What to do if you are a victim of identity theft
1. Place a fraud alert on your credit reports, and review your reports
If you suspect your personal information has been used to commit fraud or theft, contact the fraud departments of the three major credit bureaus and request that a "fraud alert" be placed on your file. At the same time, request a copy of your credit report. Follow up in writing and include copies (not originals) of your documentation, such as the police report or your credit card statement with circles around the items in question.
2. Close your accounts
Close the accounts that you know, or believe, have been tampered with or opened fraudulently.
Call and speak with someone in the security or fraud department of each company. Follow up in writing, and include copies (NOT originals) of supporting documents. It's important to notify credit card companies and banks in writing. Send your letters by certified mail, and request a return receipt so you can document what the company received and when. Keep a file of your correspondence and enclosures.
3. File a report with local police
File a report with your local police or the police in the community where the identity theft took place. Ask for a copy of the report. Credit card companies may need proof of the crime to erase the debts caused by identity theft.
4. File a Complaint with the Federal Trade Commission (FTC).
By sharing your identity theft complaint with the FTC, you will provide important information that can help law enforcement officials across the nation track down identity thieves and stop them. The FTC can refer victims' complaints to other government agencies and companies for further action, as well as investigate companies for violations of laws the agency enforces.
You can file a complaint:
- online at IdentityTheft.gov,
- by phone at 1-877-IDTHEFT (438-4338); TTY: 1-866-653-4261,
- or by mail:
Identity Theft Clearinghouse
Federal Trade Commission
600 Pennsylvania Avenue, NW
Washington, DC 20580
Be sure to call the Hotline to update your complaint if you have any additional information or problems.

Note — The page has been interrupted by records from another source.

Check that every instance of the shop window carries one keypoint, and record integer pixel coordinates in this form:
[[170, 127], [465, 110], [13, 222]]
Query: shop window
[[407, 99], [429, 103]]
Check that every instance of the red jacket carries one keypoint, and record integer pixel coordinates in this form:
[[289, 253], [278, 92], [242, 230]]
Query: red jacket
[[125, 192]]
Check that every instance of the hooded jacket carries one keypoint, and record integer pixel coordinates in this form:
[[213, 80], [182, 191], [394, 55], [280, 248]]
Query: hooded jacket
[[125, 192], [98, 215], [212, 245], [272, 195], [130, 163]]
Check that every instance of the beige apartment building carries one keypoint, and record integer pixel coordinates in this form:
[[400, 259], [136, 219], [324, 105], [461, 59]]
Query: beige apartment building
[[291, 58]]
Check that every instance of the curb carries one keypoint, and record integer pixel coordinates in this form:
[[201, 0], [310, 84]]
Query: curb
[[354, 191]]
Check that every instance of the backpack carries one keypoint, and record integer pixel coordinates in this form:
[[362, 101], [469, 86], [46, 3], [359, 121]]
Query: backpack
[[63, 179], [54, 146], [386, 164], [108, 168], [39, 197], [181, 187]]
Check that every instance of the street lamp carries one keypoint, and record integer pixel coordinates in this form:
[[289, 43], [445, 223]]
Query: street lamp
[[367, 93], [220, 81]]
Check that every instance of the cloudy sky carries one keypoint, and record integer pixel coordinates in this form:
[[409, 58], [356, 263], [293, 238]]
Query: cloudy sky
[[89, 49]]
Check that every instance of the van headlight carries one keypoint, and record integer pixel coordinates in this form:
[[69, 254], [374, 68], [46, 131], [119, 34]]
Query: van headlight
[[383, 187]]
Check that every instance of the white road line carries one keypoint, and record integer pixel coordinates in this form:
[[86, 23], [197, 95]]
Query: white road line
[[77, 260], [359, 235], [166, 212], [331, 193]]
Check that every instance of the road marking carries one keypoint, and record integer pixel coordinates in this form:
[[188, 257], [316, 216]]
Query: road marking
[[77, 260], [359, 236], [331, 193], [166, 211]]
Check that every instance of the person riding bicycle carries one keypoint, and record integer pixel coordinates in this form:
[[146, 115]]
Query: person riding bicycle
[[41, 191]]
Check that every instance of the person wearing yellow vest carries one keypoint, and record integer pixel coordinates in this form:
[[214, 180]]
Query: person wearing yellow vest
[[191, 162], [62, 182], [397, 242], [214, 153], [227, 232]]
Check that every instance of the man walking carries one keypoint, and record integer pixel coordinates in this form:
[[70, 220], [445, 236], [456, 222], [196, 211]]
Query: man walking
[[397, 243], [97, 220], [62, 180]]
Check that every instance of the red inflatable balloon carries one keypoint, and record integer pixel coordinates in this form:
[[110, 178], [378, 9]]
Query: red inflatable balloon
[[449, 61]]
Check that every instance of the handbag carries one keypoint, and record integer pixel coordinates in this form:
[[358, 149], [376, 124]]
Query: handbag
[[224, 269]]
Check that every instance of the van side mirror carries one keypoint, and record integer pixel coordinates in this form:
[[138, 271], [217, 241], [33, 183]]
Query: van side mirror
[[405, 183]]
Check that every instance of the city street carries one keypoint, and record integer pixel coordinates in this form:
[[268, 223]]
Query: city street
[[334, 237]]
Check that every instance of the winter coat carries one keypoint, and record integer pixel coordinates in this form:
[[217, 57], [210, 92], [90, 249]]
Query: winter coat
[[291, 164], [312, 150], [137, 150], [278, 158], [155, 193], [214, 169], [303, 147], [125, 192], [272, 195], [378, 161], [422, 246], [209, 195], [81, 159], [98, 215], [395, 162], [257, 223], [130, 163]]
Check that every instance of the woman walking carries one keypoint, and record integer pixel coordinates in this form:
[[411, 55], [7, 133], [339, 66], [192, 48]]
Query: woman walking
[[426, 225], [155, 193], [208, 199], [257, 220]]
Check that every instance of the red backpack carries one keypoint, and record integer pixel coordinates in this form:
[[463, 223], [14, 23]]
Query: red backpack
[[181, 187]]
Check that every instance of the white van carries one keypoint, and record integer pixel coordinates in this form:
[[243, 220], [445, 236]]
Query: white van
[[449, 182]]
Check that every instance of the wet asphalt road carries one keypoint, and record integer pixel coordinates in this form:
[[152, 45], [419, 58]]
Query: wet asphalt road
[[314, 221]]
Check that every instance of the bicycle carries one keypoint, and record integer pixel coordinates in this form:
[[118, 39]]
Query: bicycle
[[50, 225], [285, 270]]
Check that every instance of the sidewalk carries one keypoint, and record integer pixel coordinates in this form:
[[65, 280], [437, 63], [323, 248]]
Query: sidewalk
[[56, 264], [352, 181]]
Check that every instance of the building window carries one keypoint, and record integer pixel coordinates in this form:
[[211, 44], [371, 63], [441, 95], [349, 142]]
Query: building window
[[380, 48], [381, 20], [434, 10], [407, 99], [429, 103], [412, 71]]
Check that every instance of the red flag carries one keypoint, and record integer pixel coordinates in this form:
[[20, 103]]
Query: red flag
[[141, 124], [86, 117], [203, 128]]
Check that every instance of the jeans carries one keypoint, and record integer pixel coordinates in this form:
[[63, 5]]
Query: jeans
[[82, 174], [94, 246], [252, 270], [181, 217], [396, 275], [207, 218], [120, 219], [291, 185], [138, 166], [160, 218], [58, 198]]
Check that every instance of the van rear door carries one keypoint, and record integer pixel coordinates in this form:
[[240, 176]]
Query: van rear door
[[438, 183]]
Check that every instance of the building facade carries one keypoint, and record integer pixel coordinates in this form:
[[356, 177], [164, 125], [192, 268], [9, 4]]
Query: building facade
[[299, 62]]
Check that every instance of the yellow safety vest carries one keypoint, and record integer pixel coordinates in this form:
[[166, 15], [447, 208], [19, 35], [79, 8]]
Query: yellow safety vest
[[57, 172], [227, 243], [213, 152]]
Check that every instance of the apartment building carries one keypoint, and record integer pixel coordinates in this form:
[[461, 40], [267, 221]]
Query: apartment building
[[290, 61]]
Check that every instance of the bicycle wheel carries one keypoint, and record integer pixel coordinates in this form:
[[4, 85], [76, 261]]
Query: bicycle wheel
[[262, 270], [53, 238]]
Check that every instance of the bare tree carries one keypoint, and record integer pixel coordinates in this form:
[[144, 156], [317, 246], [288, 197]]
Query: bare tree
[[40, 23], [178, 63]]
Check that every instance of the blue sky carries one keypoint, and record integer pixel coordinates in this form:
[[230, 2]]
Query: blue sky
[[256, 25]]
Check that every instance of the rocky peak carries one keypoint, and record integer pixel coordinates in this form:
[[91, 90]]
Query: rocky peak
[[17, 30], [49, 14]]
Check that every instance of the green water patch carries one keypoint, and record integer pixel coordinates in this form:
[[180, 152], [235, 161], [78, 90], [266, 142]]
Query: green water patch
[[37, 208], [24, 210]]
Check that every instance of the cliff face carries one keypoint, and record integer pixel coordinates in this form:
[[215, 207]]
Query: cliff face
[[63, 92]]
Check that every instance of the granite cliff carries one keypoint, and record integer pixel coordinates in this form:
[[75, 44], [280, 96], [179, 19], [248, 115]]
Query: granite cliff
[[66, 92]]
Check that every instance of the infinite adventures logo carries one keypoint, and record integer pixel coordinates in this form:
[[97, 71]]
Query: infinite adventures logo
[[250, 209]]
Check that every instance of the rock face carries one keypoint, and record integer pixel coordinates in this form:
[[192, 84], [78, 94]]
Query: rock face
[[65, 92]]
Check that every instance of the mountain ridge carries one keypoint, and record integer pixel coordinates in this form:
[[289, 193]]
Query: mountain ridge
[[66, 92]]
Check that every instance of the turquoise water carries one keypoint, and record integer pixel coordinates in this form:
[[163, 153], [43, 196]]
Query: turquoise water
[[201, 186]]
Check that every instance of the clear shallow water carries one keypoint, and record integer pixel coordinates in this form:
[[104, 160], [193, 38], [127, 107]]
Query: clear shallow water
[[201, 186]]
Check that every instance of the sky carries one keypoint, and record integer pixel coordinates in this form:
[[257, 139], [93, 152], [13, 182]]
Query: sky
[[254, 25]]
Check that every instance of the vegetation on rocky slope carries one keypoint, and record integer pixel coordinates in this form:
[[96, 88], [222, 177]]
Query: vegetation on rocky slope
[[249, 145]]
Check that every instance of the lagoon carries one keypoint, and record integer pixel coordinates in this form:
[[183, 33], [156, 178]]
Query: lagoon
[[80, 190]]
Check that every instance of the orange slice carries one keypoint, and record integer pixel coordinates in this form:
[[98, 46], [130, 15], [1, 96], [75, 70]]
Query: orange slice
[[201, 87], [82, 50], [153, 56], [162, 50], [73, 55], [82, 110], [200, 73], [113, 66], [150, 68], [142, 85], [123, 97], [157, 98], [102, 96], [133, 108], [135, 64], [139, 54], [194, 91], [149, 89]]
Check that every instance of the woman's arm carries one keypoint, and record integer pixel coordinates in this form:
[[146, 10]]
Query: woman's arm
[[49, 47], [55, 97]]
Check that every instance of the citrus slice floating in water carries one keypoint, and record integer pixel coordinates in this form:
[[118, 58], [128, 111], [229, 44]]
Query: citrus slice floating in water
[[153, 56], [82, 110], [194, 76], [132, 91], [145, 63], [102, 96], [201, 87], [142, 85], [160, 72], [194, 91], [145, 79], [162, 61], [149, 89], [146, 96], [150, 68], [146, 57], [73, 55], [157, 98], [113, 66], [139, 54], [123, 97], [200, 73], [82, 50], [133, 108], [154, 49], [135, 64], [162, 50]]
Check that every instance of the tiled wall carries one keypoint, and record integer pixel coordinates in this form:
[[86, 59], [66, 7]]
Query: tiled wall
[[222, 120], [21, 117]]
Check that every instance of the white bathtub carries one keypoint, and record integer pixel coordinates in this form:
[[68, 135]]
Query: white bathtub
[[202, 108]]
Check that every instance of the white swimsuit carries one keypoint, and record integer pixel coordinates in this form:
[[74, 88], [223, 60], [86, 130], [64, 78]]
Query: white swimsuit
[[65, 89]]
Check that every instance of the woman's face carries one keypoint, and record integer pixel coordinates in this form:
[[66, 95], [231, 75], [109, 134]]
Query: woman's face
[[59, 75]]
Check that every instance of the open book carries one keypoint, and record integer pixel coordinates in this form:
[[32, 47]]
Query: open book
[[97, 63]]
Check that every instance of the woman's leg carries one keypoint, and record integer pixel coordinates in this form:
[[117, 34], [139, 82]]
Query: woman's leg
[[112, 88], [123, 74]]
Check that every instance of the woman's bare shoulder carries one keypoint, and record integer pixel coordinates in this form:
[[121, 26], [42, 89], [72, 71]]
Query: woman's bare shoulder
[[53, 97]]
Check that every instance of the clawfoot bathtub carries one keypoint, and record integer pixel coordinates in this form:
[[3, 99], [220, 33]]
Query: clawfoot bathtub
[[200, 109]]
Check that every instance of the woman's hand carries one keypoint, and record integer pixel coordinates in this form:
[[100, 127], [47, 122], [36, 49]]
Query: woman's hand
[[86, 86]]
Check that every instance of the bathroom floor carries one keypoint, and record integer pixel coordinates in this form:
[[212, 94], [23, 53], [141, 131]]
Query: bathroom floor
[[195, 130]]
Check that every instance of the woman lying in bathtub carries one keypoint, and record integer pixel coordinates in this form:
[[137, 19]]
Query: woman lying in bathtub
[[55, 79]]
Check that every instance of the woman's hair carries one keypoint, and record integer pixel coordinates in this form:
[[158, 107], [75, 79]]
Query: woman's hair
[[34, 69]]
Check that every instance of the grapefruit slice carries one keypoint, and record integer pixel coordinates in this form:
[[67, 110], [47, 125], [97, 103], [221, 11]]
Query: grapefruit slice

The FTC's consumer Identity Theft website at IdentityTheft.gov is the federal government's one-stop resource for identity theft victims. The site provides streamlined checklists and sample letters to guide you through the recovery process.

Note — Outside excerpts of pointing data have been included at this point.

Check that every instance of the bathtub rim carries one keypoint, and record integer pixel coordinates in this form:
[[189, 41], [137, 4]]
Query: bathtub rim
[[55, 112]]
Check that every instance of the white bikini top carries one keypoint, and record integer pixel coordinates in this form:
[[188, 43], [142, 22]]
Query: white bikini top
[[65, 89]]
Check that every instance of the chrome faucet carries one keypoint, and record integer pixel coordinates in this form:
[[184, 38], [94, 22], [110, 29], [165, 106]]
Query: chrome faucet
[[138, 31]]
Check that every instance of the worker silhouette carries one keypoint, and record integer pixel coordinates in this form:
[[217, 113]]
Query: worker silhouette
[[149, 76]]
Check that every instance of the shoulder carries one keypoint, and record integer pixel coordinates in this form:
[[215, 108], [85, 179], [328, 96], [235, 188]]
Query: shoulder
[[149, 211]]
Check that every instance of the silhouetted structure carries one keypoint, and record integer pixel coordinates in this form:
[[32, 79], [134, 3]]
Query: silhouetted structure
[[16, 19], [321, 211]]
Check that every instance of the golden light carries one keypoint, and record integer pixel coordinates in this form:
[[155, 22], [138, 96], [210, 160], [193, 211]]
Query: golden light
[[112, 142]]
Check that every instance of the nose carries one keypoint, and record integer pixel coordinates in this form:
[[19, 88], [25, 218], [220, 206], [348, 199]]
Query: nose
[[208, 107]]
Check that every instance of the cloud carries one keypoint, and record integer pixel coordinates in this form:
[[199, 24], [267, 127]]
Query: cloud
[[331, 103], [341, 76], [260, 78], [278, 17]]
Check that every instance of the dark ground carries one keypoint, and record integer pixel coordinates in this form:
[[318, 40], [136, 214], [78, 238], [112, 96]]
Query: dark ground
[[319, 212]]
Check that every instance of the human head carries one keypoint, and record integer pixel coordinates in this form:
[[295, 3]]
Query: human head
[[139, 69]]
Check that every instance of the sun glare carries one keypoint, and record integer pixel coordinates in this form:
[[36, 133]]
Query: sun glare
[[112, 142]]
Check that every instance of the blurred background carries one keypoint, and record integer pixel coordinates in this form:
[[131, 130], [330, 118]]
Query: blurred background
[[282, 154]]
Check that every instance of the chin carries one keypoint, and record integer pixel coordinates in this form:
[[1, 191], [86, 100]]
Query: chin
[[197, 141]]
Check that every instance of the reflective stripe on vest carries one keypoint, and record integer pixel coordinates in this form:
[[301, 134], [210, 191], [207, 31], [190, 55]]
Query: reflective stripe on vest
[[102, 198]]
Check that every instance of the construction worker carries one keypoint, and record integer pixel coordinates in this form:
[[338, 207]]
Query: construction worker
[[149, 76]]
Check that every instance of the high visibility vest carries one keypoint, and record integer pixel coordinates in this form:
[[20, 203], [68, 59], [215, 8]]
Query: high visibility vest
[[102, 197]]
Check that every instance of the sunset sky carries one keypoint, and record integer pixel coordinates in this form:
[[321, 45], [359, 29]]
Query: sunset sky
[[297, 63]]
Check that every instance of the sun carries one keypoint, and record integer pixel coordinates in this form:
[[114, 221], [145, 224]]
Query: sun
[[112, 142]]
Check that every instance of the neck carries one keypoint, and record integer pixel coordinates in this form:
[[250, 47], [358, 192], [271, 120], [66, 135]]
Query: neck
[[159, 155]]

Identity Theft and Phishing
A recent study estimates that identity theft will victimize more than ten million Americans this year! Don't let it happen to you.
Unfortunately, phishing is now a well-established approach to ID theft. It occurs when a perpetrator posing as a legitimate financial organization uses email to retrieve personal and financial data.

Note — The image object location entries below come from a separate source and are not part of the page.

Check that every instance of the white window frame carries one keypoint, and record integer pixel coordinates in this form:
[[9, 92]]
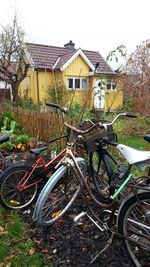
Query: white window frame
[[81, 80], [112, 82]]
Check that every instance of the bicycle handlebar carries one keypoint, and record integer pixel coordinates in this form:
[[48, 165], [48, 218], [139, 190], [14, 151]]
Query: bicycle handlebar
[[131, 116], [98, 124], [53, 105]]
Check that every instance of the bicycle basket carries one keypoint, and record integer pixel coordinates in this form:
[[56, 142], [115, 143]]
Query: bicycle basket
[[92, 139]]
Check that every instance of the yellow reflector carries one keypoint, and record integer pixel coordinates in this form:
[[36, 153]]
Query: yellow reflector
[[56, 213]]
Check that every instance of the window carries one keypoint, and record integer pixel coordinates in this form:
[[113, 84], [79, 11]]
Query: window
[[70, 83], [84, 83], [77, 83], [111, 84]]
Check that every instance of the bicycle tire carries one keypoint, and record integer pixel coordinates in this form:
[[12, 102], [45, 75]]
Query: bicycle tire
[[10, 197], [49, 207], [133, 223], [100, 174]]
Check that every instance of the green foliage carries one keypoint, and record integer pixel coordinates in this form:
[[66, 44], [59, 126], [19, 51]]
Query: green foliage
[[58, 93], [16, 249], [128, 103], [7, 145], [7, 114]]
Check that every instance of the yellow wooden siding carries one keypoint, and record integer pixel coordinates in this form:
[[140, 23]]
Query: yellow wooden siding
[[113, 100], [36, 80], [78, 68]]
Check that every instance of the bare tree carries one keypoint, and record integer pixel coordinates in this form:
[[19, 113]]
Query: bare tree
[[135, 79], [13, 64]]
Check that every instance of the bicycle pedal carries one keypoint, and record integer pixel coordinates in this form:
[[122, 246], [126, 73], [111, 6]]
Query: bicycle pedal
[[79, 216]]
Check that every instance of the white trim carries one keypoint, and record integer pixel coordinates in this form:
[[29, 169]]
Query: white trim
[[79, 52]]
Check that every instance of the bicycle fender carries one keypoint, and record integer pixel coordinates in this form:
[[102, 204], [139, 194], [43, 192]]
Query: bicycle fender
[[127, 199], [54, 178]]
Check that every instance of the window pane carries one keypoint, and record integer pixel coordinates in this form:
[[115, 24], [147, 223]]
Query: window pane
[[84, 83], [70, 83], [108, 84], [77, 83], [114, 85]]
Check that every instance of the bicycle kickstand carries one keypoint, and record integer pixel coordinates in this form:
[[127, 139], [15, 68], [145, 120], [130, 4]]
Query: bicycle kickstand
[[109, 242]]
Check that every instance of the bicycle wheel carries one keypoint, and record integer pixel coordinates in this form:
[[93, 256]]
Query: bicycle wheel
[[134, 223], [58, 195], [10, 195], [100, 174]]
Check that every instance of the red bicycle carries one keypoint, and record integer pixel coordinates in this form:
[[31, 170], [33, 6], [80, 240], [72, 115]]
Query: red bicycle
[[19, 183]]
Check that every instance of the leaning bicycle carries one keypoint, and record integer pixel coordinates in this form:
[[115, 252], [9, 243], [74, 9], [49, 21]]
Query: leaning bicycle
[[132, 216]]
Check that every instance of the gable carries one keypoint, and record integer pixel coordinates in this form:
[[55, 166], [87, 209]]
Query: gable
[[78, 67], [54, 58]]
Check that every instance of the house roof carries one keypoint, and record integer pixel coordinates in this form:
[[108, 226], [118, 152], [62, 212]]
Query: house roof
[[53, 57]]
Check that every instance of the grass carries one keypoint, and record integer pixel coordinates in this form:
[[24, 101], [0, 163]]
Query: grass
[[16, 249]]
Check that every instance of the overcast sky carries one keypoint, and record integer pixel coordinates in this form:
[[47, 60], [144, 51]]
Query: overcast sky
[[99, 25]]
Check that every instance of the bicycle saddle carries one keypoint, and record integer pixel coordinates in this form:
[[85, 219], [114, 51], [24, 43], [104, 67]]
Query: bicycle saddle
[[4, 138], [147, 137], [37, 151]]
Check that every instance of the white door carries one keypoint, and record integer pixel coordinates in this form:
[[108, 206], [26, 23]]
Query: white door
[[99, 94]]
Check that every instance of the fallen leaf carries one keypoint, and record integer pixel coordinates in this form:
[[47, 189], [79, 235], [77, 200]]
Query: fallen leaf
[[31, 251], [55, 251], [10, 257]]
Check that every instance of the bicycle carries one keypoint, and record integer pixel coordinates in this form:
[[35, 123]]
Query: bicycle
[[3, 138], [19, 183], [49, 207]]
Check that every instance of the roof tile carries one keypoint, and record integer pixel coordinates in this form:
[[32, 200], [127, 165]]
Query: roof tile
[[44, 56]]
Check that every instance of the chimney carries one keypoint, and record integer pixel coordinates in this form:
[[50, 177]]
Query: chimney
[[70, 46]]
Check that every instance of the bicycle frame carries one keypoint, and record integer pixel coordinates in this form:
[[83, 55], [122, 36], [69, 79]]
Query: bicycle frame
[[22, 184]]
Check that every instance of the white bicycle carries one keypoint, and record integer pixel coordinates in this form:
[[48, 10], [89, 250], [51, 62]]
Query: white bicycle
[[131, 212]]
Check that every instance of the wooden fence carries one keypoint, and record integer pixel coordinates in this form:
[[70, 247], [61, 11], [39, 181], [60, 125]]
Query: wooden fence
[[44, 125]]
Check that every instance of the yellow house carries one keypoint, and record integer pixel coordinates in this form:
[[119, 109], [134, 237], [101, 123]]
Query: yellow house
[[84, 72]]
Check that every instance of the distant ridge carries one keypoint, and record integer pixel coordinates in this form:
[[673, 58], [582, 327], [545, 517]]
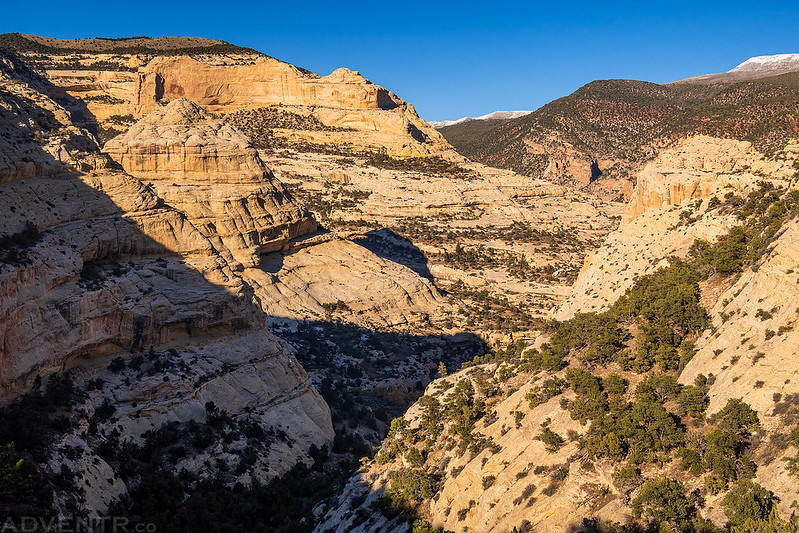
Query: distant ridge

Pharming occurs when an email purporting to be from a known organization carries a computer virus that infects a victim's computer in one of two ways. One sends the victim, who types in a legitimate domain name, to a bogus site. The other records keystroke information and transmits it to a criminal who then uses the data to access the account.
Avoid becoming a victim
Some suggestions on how to avoid becoming a victim of phishing or pharming:
- Never click on links in email text
- Be suspicious of any email that does not end with a .com domain name
- Ensure that the website is secure
- Update Internet browsers and Windows operating systems
- Never act upon any email or pop-up ad that asks for personal or financial information
- Review bank and credit card statements immediately
- Report suspicious activity to your bank
- Report suspicious activity to the Federal Trade Commission.
This problem is not going away, nor is there any foolproof solution for it. If you have any doubts or concerns, contact us immediately.
Debit Card Phishing Scam
We have been made aware that some cardholders are receiving phone calls from an automated voice service (AVS) stating that there is an issue with their debit card. At this time the calls are only occurring in Pennsylvania. The recording asks the cardholder to provide personal information over the phone.
Please note that this is a Phishing Scam: you should disconnect immediately and NEVER provide any information to the AVS. If you did provide personal information to this AVS, please contact us immediately at 215.789.4200 so that we may close your account and reissue your card to avoid future fraud.
Remember: we will never ask for your personal information in any email we send to you.